Right, and I tell you the business community does not want to raise taxes. The business community wants a more favorable tax climate. But when you look at the way we fund infrastructure — the gas tax, the last time it was addressed, was in 1987. And the reason that’s the funding source that’s most talked about is because the people that use the roads are actually paying for it. … It also allows those out-of-state motorists to pay for their share to maintain our infrastructure.

In the Senate, do you expect Sen. Tom Davis to filibuster again?

I don’t know that he’s going to filibuster, but he’s going to take the time and make the Senate listen to his points on the issue. And I think the Senate obviously will respect his right for some amount of time to allow him to talk.

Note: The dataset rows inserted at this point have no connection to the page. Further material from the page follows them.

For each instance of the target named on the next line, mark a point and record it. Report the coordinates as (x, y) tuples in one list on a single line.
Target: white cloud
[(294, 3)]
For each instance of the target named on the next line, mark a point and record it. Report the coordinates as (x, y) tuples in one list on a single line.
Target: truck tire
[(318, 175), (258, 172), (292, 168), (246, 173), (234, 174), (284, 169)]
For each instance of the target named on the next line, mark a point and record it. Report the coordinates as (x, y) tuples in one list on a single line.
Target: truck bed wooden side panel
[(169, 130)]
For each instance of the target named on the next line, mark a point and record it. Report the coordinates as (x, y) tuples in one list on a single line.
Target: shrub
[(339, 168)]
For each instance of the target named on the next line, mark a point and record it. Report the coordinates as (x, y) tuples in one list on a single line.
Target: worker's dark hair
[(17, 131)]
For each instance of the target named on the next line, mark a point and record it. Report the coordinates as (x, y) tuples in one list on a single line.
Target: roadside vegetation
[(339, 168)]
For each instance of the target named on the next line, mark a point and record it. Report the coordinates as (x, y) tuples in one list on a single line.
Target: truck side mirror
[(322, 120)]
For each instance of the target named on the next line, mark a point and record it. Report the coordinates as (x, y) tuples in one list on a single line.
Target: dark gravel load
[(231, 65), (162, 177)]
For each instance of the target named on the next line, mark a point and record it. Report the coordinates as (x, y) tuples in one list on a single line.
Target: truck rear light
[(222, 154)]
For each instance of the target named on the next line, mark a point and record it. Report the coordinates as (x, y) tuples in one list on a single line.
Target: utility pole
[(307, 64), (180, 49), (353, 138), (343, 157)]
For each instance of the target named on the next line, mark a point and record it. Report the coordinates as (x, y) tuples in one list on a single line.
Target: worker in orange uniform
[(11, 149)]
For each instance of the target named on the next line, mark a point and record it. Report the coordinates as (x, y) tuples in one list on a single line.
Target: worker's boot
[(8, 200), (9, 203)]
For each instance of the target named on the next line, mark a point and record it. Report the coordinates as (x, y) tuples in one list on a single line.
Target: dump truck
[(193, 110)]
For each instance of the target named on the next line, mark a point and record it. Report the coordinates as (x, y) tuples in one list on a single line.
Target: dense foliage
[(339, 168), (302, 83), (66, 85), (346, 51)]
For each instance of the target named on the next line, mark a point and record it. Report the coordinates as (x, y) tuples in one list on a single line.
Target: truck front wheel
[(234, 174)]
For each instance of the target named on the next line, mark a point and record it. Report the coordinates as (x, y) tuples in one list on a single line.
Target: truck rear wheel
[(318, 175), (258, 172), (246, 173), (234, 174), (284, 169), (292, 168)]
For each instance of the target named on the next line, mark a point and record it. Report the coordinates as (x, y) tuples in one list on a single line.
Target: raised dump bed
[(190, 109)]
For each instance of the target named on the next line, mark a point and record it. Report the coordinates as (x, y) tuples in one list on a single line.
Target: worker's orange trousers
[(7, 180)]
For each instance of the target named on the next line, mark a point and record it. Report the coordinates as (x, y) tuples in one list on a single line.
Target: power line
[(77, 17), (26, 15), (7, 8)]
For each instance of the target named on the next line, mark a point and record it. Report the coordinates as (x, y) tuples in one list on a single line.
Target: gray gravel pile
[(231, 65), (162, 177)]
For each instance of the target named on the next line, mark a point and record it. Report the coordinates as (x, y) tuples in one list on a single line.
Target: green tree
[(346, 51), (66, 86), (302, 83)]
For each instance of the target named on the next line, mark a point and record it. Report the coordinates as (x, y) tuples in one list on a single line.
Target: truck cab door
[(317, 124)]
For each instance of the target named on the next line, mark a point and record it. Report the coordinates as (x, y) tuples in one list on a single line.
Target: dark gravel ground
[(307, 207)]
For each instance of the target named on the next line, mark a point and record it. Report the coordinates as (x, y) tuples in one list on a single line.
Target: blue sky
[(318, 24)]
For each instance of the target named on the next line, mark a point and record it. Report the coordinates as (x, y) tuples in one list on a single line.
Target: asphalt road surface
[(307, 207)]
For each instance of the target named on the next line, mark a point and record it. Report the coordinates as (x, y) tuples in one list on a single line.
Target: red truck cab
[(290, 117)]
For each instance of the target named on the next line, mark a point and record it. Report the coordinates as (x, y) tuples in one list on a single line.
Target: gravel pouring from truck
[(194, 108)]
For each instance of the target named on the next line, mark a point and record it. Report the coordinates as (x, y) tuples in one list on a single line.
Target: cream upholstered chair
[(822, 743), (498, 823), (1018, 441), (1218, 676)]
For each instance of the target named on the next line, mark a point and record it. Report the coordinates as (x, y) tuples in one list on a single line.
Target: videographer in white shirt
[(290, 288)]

Hopefully, at some point they realize that it’s time to quit talking and start voting, start doing the job the taxpayers sent them to do.

We have a new governor. How do you think he’s going to come down on the issue?

We’ve had conversations with Henry McMaster, and the business community is very familiar with Henry and comfortable with him being governor. He has a long, distinguished record in government and the business community respects him. I don’t know exactly where the governor’s going to be. … We think ultimately in order to get a bill through, it’s going to have to have supermajority support, regardless if the governor signs it or vetoes it. So ultimately, our goal in the Senate now is to get that two-thirds vote that’s needed. We’re told they’re going to vote the last week of March.

Are you expecting a veto-proof majority in the Senate?

That’s the goal. I think it’s key. I think if we don’t have a veto-proof majority, it’s probably tough to ultimately get the bill to become law.

Really? Why? Because McMaster’s going to veto?

I think if you don’t have the majority of the Republican caucus supporting this in the Senate, you’re likely to have a Republican governor veto the bill.

Because he’s got to face the voters in two years?

I think it’s just a Republican governor working with the Republican caucuses in both bodies, trying to make sure that a bill that passes has the kind of support it needs to carry the day.

What’s your sense for what’s happening in the Senate?

I think there will be a conversation about tax relief. Right now the House bill doesn’t have any tax relief in it. … I think the Senate will continue to have conversations about whether tax relief is part of the plan and what it looks like. I think a lot of conversation will revolve around that.